It will be further understood that each block of the diagrams, and combinations of blocks in the diagrams, respectively, may be implemented by computer program instructions. These computer program instructions may be loaded onto a general purpose computer, special purpose computer, or other programmable data processing apparatus to produce a machine, such that the instructions which execute on the computer or other programmable data processing apparatus may create means for implementing the functionality of each block of the diagrams or combinations of blocks in the diagrams discussed in detail in the descriptions below.

These computer program instructions may also be stored in a non-transitory computer-readable medium that may direct a computer or other programmable data processing apparatus to function in a particular manner, such that the instructions stored in the computer-readable medium may produce an article of manufacture including an instruction means that implements the function specified in the block or blocks. The computer program instructions may also be loaded onto a computer or other programmable data processing apparatus to cause a series of operational steps to be performed on the computer or other programmable apparatus to produce a computer implemented process such that the instructions that execute on the computer or other programmable apparatus implement the functions specified in the block or blocks.

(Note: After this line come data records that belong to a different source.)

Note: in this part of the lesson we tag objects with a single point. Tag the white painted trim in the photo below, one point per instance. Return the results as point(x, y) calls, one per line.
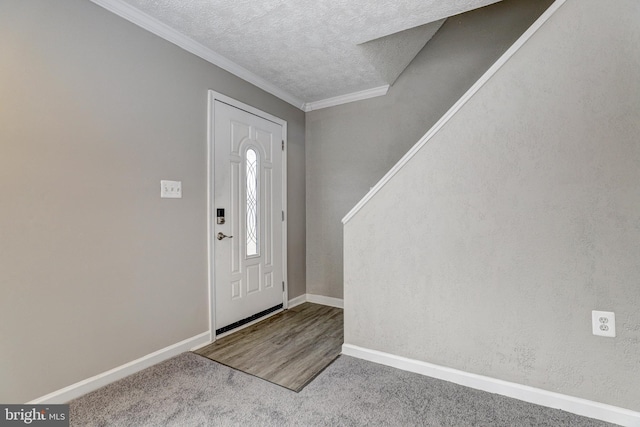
point(456, 107)
point(320, 299)
point(90, 384)
point(575, 405)
point(214, 96)
point(344, 99)
point(297, 300)
point(160, 29)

Accordingly, blocks of the diagrams support combinations of means for performing the specified functions, combinations of steps for performing the specified functions and program instruction means for performing the specified functions. It will also to be understood that each block of the diagrams, and combinations of blocks in the diagrams, can be implemented by special purpose hardware-based computer systems that perform the specified functions or steps, or combinations of special purpose hardware and computer instructions.

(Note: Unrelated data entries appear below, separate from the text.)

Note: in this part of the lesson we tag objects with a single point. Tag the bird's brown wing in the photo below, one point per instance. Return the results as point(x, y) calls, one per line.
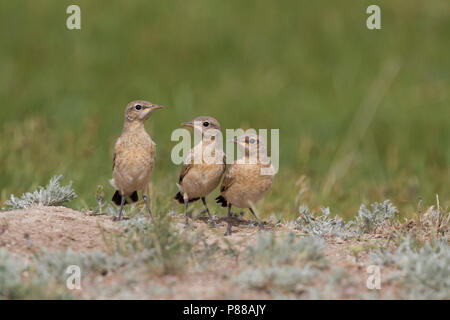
point(184, 170)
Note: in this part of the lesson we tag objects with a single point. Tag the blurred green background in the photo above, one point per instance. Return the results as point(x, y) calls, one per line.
point(363, 115)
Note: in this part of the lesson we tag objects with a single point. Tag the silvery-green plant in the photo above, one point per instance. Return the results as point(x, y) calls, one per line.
point(369, 220)
point(323, 225)
point(52, 195)
point(424, 272)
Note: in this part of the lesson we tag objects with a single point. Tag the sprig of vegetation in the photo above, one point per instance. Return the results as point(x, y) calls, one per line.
point(323, 225)
point(52, 195)
point(424, 271)
point(369, 220)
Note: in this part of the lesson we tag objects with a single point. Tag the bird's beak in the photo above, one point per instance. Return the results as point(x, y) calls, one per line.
point(187, 124)
point(155, 107)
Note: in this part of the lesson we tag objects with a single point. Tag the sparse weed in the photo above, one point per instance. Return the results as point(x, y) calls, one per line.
point(52, 195)
point(424, 271)
point(368, 221)
point(322, 225)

Disclosed are a system and methods of efficiently storing heterogeneous data records having low cardinality. The heterogeneous data records may be stored efficiently by simplifying a denormalized table to reduce duplicate records in the database. Simplifying the table may include identifying high cardinality columns and grouping the data records under the high cardinality column in a table such as, for example, a facts table. Simplifying the table also includes identifying low cardinality columns and creating a key-value pair of the low cardinality columns and associating the key-value pairs with the corresponding high cardinality column data records in the facts table. The low cardinality columns may include dimensions and may comprise a table such as, for example, a dimensions table. Dimension subsets may be further identified and created to form a Dimension Subset table wherein each row value corresponds to multiple matching values (e.g. repeats) of the Dimension table, thereby reducing the duplicate values of the dimension table. The unique key-value pairs in the Dimension Subset table may then be associated with the data records of the Facts table through a join table that links each of the data record with the corresponding one or more dimension subsets. In one example embodiment, the join table may be a Dimension Set table that joins a Set ID from the Facts table with the corresponding subsets.

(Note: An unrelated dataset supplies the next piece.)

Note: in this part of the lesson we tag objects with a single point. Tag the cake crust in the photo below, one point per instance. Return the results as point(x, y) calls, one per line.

FIG. 3 shows an example data processing environment 100 for efficiently storing data records to minimize repeated values in a database table. Data processing environment 300 may include data sources 305, a server 310, and a repository 315 communicatively connected to each other through a network. Data sources 305 may be any device capable of generating data records. For illustrative purposes only, data sources 305 may be meteorological sensing equipment that collect temperature, humidity, wind, and pressure; and generate the measurement data shown in the data records of FIGS. 1 and 2A-2D.

Server 110 may be a computing device that receives data records generated by data sources and organizes the data records for storing in repository 115. Server 110 may be a typical computing device used by a data consumer for accessing the data records, or a specialized computing device for specific data management operations. In an alternative embodiment, server 110 may be part of a network of servers linked together to provide data storage and management services to users.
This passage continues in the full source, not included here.